Diana Prince, better known as Wonder Woman, returns to the big screen in Warner Bros. Wonder Woman 1984. Directed once again by Patty Jenkins, the sequel opens up with an exciting sequence where a young Diana (Lilly Aspell) competes in a multi-stage athletic competition on Themyscira against older Amazons.
We soon jump to 1984 Washington, D.C., where we find Diana (Gal Gadot), the warrior, Amazon Princess, and immortal demigoddess living. Still holding on to memories and grieving for Steve Trever (Chris Pine), Diana doesn't really have a social life and spends her days working as a senior anthropologist at the Smithsonian Institute specializing in the culture of ancient Mediterranean civilizations. If needed, Diana will jump into action as Wonder Woman to take down the occasional evil-doer, including thieves who steal an artifact known as the Dreamstone.

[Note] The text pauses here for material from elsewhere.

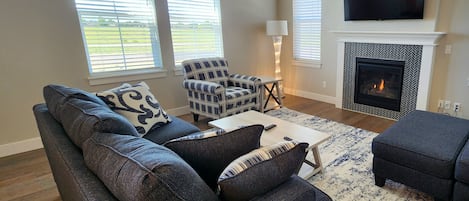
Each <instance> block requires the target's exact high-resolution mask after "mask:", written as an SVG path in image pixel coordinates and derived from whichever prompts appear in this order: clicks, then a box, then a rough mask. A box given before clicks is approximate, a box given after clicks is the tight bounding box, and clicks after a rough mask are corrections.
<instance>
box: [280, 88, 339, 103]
mask: <svg viewBox="0 0 469 201" xmlns="http://www.w3.org/2000/svg"><path fill="white" fill-rule="evenodd" d="M284 90H285V93H287V94H291V95H295V96H300V97H303V98H309V99H313V100H317V101H322V102H326V103H331V104H336V97H333V96H326V95H322V94H317V93H311V92H307V91H302V90H295V89H291V88H284Z"/></svg>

Before long, Diana meets her new co-worker, the meek Barbara (Kristen Wig), who has been given the task of researching the Dreamstone. Diana and Barbara don't know that evil businessman Maxwell Lord (Pedro Pascal) knows the power of the stone. You see, the Dreamatone is a powerful item that allows the wielder to see dreams and bringing them into reality, along with reshaping reality itself. Both Diana and Barbara unknowingly use the stone to fulfill their own desires. Diana wishes for her deceased lover, Steve Trevor, to return, and while I won't reveal how he fully does, but the angle works.

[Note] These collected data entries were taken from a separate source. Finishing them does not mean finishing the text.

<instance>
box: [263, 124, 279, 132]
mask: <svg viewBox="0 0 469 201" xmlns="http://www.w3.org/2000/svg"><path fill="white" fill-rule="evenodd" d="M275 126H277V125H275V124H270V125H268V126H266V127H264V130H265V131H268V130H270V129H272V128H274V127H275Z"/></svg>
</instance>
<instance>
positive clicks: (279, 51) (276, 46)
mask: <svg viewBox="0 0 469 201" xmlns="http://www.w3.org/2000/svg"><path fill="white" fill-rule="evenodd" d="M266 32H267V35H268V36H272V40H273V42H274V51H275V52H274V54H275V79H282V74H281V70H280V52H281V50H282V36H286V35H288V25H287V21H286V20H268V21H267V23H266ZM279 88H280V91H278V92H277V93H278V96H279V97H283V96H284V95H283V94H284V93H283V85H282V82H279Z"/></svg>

Barbara wishes to become strong and beautiful, like Diana. During a gala night at the Smithsonian, Maxwell manipulates Barbara to acquire the stone. He wishes to become the embodiment of the stone. He gains its power to grant wishes while also able to take whatever he desires in return. When Steve & Diana realize what Maxwell has done, they set up out to stop him. However, the new and improved Barbara won't give up her newfound beauty and strength and teams with Maxwell to ensure things stay the same.
Wonder Woman finally graced the big screen in 2017, after years of being stuck in development hell. Patty Jenkins, who directed Charlize Theron back in 2003's Monster, was a great choice to kick start the Wonder Woman franchise on the big screen. Gal Gadot, who brought the character to life for the first time in 2016's Batman v Superman: Dawn of Justice, was also the right choice, in my opinion. She displays not only beauty but great athleticism, as shown in the Fast & Furious franchise.
For the sequel, director Patty Jenkins & her star somewhat go the stand-alone sequel route instead of a direct sequel. I didn't find an issue with this, as I'm sure at some point in the D.C. cinematic universe, everything will connect. Gal Gadot is still good in the role, and Jenkins can still direct an action sequence. One of the film's highlights occurs in Alexandria, VA's Landmark Mall, one of the first malls I visited when I moved to the area.
Chris Pine brings his usual All American movie star persona to Steve once again and has great chemistry with Gal. There's a great scene with Wonder Woman's mode of transportation, and Steve's reaction to it is my favorite moment of the film. However, per the usual, the villains steal the movie. Known primarily for her comedic work, Wig is having a ball portraying a bad guy. At the same time, Pascal continues his booming trend of bad guy performances while avoiding overplaying the role.
While I did generally enjoy the film, I must point out the bad. Clocking in at 2 ½ hours, Wonder Woman 1984 is overlong when it doesn't need to be. I respect Jenkins's storytelling style and her love of the character, but she could have trimmed off a ½ hour of the film for a tighter pace. Action junkies will also be disappointed as there isn't a ton of action. Still, in hindsight, I don't feel like that's the story that Patty Jenkins wanted to tell. Instead, she chose to focus on the drama aspect and love story angle.
I also noticed the tonal shift in the film, and for me, it appears that the studio and director couldn't agree, so they made a compromise that doesn't mix well. The first half of Wonder Woman 84 is a throwback to popcorn movies of the eighties, then the second half is more drama focused until the big climax.
Nevertheless, while Wonder Woman 1984 isn't as strong as the first film, I look forward to the next adventure with director Patty Jenkins and star Gal Gadot.
Final Grade B-
Wonder Woman 1984 is streaming exclusively on HBO MAX and showing in theaters as well.